The debate over fluoride in water is set to heat up again this week.
Anti-fluoride in water campaigner Professor Paul Connett has arrived in New Zealand for a series of public meetings, while Auckland health authorities are speaking out to support fluoridation.
The chemistry professor has spent 17 years campaigning against fluoride being put into water.
"It's a bad medical practice to use the water supply to deliver medicine," says Dr Connett. "You can't control the dose, you can't control who gets the medicine and you are forcing it on people who don't want it."
But his view is opposed by the World Health Organisation and a majority of scientists, who say fluoridation is an effective way of reducing tooth decay.
More than half the New Zealand population is covered by councils who fluoridate their water.
"It is safe and effective and it benefits everyone across the population," says Dr Julia Peters of the Auckland Regional Public Health Service. "We are here about protecting the health of everybody in this region."
Dr Connett has been called a quack by some of his opponents online, but he says he just wants a proper debate.

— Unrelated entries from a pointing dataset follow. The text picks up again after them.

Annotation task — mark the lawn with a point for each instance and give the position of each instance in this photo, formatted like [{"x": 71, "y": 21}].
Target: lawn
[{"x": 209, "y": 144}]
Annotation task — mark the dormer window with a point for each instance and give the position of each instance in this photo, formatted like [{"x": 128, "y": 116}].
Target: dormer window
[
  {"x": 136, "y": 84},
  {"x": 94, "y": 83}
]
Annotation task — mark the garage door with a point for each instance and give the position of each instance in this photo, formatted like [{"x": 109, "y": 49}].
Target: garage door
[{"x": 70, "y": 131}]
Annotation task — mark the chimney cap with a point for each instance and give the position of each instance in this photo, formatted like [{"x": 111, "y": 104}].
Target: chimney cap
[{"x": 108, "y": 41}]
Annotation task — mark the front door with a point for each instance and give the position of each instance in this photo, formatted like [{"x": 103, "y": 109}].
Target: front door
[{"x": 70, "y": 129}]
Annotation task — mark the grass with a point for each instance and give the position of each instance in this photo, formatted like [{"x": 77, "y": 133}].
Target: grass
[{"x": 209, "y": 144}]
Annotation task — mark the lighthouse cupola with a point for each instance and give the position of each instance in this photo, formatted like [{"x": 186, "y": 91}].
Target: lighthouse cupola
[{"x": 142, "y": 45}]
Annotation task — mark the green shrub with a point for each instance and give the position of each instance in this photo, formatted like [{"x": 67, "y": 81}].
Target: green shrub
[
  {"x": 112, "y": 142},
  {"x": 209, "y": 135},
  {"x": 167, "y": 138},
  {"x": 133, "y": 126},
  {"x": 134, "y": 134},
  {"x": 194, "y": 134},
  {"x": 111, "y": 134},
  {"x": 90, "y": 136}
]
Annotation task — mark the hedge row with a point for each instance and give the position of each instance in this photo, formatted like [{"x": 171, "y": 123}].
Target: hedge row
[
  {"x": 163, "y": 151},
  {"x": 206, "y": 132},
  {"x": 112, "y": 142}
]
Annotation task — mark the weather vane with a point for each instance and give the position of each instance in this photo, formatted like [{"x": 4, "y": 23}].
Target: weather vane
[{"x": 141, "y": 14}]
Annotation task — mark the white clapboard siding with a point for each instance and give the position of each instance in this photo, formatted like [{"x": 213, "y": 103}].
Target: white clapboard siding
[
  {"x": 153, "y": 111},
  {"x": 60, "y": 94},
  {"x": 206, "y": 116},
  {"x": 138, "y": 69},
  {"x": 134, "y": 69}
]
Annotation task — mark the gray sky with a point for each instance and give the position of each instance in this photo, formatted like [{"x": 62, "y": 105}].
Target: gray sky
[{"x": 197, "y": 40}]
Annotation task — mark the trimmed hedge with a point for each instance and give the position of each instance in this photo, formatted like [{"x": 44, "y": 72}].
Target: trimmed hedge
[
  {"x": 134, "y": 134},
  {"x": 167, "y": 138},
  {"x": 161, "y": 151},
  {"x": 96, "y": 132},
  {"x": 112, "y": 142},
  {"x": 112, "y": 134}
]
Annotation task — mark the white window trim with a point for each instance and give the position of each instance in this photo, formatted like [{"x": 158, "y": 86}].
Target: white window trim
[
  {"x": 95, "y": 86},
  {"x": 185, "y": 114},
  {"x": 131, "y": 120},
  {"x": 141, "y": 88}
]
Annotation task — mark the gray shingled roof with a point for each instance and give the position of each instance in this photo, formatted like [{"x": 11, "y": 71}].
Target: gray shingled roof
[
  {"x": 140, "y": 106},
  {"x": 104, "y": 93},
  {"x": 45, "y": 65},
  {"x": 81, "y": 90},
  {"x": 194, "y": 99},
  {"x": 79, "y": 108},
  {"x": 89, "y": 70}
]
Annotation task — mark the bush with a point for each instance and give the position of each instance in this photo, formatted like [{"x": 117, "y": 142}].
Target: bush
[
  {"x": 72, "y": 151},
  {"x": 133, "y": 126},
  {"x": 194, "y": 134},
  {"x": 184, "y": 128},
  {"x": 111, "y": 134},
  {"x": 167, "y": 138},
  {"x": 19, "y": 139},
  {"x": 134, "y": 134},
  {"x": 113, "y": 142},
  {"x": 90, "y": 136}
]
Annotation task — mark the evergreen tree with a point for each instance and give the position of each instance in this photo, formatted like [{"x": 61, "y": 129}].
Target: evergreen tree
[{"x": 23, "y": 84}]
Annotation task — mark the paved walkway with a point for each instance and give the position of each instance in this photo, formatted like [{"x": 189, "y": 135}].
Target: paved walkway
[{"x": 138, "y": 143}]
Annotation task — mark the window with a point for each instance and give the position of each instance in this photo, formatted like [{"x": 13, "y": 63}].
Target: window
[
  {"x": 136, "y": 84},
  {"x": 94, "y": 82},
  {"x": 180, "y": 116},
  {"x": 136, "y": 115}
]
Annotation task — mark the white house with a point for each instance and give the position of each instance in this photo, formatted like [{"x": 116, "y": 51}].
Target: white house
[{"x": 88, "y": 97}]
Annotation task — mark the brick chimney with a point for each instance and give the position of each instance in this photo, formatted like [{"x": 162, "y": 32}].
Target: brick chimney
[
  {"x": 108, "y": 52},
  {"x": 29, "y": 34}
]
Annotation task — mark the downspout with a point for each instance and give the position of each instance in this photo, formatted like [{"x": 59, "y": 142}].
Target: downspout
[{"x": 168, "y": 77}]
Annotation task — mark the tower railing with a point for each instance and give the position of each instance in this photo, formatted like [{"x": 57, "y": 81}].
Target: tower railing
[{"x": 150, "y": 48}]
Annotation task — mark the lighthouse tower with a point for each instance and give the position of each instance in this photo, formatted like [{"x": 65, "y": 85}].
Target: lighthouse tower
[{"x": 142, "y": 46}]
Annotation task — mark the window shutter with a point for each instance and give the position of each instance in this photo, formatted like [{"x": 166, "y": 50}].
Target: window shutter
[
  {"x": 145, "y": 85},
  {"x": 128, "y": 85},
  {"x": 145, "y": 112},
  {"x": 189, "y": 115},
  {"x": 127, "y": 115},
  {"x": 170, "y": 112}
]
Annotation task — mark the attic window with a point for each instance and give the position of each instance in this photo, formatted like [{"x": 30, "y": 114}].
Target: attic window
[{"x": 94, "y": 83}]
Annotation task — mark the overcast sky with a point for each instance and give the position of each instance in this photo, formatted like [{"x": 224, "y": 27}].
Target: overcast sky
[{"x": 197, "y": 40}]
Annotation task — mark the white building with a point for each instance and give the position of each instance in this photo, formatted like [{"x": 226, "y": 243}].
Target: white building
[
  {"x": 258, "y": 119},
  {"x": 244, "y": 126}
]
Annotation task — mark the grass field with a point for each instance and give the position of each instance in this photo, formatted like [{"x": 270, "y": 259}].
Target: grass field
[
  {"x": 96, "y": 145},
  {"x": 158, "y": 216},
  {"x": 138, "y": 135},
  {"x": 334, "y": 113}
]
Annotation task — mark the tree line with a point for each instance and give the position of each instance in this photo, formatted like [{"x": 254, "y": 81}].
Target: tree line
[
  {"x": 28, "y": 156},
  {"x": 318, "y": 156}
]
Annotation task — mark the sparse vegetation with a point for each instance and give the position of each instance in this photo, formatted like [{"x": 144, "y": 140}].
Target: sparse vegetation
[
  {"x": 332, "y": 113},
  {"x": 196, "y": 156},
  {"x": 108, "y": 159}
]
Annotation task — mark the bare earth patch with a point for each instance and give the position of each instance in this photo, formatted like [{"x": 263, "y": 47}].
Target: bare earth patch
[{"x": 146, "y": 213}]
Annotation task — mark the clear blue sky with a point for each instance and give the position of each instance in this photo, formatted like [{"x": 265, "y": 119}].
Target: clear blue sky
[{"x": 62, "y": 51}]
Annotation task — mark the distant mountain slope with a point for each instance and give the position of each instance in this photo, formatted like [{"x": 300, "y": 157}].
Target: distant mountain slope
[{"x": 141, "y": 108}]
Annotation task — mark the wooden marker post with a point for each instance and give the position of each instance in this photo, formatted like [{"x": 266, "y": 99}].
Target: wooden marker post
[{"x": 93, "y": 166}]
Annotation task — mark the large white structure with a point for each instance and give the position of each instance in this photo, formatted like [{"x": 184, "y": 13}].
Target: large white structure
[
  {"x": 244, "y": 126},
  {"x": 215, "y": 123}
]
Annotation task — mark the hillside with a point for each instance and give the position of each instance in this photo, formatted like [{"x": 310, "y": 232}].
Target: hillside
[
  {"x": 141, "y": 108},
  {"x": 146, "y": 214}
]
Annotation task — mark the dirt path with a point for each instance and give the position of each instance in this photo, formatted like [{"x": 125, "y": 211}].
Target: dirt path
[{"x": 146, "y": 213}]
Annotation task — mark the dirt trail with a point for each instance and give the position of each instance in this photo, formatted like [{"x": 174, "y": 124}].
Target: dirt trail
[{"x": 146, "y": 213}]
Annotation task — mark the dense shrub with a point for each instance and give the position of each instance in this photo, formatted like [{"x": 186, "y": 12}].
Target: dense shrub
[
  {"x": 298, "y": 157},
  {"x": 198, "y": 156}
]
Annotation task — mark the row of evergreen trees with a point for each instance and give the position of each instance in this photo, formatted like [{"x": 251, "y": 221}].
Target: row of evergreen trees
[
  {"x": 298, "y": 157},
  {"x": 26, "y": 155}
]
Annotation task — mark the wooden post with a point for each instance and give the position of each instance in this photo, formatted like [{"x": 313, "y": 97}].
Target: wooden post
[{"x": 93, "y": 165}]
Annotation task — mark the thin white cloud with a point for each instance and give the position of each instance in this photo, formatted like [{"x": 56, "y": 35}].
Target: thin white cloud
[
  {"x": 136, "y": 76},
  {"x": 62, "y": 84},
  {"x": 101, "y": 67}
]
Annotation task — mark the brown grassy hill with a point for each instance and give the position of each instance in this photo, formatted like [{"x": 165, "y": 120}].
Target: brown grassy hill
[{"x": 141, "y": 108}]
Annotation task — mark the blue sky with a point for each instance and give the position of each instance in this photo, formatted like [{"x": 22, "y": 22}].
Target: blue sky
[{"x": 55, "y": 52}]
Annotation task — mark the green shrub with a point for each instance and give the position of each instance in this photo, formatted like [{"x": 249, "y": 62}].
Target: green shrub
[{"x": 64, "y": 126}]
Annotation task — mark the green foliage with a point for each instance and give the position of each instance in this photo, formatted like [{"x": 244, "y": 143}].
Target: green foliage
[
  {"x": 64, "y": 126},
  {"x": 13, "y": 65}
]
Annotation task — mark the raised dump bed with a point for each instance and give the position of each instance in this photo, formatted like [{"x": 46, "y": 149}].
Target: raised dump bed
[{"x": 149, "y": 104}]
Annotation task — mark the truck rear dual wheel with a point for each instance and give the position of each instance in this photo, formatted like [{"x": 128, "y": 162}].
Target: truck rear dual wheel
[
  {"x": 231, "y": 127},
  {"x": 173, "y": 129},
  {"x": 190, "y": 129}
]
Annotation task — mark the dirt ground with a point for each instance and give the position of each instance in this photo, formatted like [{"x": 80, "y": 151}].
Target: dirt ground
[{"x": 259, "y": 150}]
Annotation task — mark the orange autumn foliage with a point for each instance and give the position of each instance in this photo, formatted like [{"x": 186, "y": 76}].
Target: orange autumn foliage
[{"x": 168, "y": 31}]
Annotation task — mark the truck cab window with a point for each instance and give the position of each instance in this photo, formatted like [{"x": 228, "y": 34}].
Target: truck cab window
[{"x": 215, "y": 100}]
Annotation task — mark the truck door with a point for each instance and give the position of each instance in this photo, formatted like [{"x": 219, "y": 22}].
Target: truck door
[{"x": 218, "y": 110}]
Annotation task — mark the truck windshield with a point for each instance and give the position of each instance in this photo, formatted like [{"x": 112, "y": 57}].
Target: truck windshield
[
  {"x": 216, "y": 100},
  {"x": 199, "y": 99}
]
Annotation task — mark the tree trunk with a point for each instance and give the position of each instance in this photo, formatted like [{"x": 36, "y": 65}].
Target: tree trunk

"The evidence that it is causing harm is getting stronger by the day, and in particular I'm most concerned about the lowering of IQ," he says. "We now have 37 studies that indicate an association with lowered IQ."
Auckland health authorities say fluoride can cause fluorosis, or white spots on the teeth, but it is safe.
"The studies that have implicated adverse health effects have almost universally been of very poor quality," says Auckland medical officer of health Richard Hoskins.
Dr Connett's first speech is in Auckland on Tuesday. His visit could coincide with a ruling due out any day from the High Court on whether the South Taranaki District Council had the authority to introduce fluoride into its water system.